On October 9th, the Equal Employment Opportunity Commission (“EEOC”) filed an amicus brief with the Seventh Circuit Court of Appeals in Chicago seeking reconsideration of the court’s decision to affirm the dismissal of a plaintiff’s sexual orientation discrimination/harassment claim under Title VII of the Civil Rights Act of 1964. The court had dismissed the plaintiff’s Title VII claim because Title VII prohibits sex/gender discrimination, not sexual-orientation discrimination. The EEOC is arguing that Title VII prohibits sexual orientation discrimination when the discrimination is “grounded in sex-based norms, preferences, expectations, or stereotypes.” In arguing for its expansive interpretation of Title VII, the EEOC explains in its brief that “[p]urposeful discrimination against straight, gay, lesbian or bi-sexual people may often be animated by stereotypes about sex-specific roles related to sexual relations and/or romantic relationships.”

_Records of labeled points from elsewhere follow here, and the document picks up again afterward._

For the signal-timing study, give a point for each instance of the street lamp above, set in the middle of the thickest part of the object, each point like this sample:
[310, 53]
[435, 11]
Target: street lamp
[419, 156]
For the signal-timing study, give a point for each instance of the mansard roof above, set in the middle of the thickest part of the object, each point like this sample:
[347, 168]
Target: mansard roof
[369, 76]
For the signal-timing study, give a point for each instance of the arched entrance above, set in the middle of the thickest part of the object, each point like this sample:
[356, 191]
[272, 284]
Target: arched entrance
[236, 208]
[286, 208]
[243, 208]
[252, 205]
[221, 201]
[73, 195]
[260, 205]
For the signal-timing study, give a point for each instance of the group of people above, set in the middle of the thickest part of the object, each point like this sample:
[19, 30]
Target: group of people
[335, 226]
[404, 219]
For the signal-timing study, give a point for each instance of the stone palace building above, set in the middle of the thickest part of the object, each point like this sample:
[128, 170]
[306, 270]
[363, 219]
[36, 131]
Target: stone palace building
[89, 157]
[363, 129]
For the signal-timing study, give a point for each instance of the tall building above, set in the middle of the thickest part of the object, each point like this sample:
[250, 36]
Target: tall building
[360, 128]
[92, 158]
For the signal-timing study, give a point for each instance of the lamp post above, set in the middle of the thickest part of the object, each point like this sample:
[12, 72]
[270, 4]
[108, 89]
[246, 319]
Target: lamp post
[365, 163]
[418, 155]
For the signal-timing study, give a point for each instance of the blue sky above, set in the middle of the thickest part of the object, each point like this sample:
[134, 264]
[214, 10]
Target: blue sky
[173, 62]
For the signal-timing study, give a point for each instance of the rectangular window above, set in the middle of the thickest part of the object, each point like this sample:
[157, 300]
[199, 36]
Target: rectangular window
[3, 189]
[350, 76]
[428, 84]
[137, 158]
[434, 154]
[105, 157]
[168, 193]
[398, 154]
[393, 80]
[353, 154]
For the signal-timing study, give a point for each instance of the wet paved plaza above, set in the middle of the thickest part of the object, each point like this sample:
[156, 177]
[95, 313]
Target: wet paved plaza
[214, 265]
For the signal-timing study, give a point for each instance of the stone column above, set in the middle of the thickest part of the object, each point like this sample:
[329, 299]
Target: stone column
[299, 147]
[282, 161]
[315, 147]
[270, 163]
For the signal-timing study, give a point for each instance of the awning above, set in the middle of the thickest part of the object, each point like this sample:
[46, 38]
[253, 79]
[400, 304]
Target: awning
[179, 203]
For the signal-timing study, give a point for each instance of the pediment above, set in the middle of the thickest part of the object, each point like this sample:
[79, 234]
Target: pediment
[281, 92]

The day after filing this amicus brief, an EEOC representative explained at a Title VII symposium that the EEOC’s filing “lays out…the broad view of the gender-stereotyping theory” that the EEOC has developed in federal sector cases and will now presumably seek to enforce in private sector cases. This new emphasis by the EEOC on sexual orientation/identity discrimination also was evident in two September 2014 lawsuits filed by the EEOC on behalf of private sector, transgender employees.
Private sector employers should expect the EEOC to now prioritize accepting and pursuing charges of discrimination on the basis of sexual orientation. Employers should take into account the EEOC’s expansive view of Title VII’s prohibition of sex/gender discrimination with respect to all current policies, practices, and workplace decisions.